About 21 BC BC Octavia arranged that Iullus Antonius marry his stepsister Claudia Marcella the elder , Octavia's daughter from her first marriage, from whom Agrippa had divorced shortly before, in order to marry the widowed Iulia on Augustus' orders. With Claudia Iullus had the son Lucius Antonius (20 BC - 25 AD) who is probably depicted like himself on the frieze of Ara Pacis . Lucius Antonius became quaestor in 15 and was possibly the father of the general Marcus Antonius Primus . A daughter who is mentioned in the inscription of one of the freedmen may have come from this marriage .

Even before the year 13 BC BC, in which Iullus Antonius officiated as praetor , he was accepted into the college of augurs . As praetor, he gave costly games in Augustus' honor. 10 BC He got the consulate . Probably 7/6 BC He was proconsul of the province of Asia .

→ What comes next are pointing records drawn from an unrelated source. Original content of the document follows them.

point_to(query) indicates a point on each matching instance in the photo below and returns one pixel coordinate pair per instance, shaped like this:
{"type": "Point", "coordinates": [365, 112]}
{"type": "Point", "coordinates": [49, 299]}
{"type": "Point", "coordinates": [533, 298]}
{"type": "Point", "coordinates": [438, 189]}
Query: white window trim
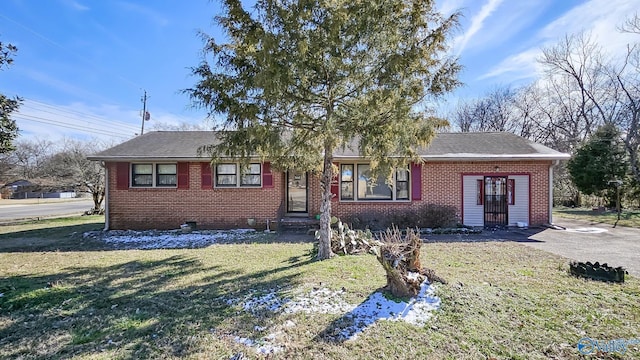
{"type": "Point", "coordinates": [154, 176]}
{"type": "Point", "coordinates": [355, 186]}
{"type": "Point", "coordinates": [238, 176]}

Iullus Antonius probably also had literary ambitions. Horace describes him in an ode as a poet who tries to emulate Pindar and invites him to practice his art in honor of Augustus.

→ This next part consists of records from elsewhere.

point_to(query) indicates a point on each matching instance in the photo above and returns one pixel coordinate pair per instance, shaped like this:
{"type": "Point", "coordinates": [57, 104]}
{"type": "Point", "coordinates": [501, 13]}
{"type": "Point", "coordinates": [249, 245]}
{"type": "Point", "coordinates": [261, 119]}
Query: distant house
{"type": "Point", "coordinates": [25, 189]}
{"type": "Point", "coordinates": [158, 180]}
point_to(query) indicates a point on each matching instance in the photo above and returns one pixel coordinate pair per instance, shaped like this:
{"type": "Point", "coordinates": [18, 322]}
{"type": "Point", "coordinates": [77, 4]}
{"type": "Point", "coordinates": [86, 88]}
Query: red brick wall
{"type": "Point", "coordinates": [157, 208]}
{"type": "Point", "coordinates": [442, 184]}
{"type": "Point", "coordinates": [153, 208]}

Relationship with Julia and Death

At some point during this time, Iullus Antonius' alleged relationship with Iulia began, who was very unhappy in her third marriage to Tiberius . Tiberius had therefore withdrawn into voluntary exile in Rhodes . 2 v. Augustus heard about his daughter's immoral life. He banished Iulia for adultery and charged her alleged lovers, among whom Iullus was the most prominent, of treason. Both Titus Livius and Cassius Dio accuse Iullus of attempting to seize the throne of his mistress. However, today's historians consider it unlikely that Julia would have wanted to endanger her own sons Gaius Caesar and Lucius Caesar , who were adopted by their grandfather and intended as successors. Barbara Levick rather suspects that Julia saw a danger for her sons in Tiberius and had chosen Iullus as their protector. Velleius reports that Iullus Antonius committed suicide after the affair was discovered, while Tacitus and Cassius Dio claim he was executed. Ronald Syme says in his work The Roman Revolution that this is irrelevant.

literature

Individual evidence

  1. Plutarch: Antonius 87, 1
  2. ^ Cassius Dio 51, 16, 7
  3. Plutarch: Antonius 87, 2f
  4. Tacitus: Annals 4,44,3
  5. ^ Gaius Stern: Women, Children, and Senators on the Ara Pacis Augustae: A Study of Augustus' Vision of a New World Order in 13 BC .; 2006, p. 381
  6. ^ Paul Rehak: Imperium and Cosmos: Augustus and the Northern Campus Martius ; Univ. of Wisconsin Press 2009, p. 131
  7. CIL VI 11959
  8. ^ Cassius Dio 54, 26, 2
  9. Horace: Carmen IV, 2
  10. ^ Livy 10: 12-16
  11. Cassius Dio 55, 10.15
  12. ^ Barbara Levick: Tiberius the Politician , p. 26.
  13. Velleius II, 100.4
  14. Tacitus: Annals 4,44,3
  15. Ronald Syme: The Roman Revolution ; 2003, pp. 440f.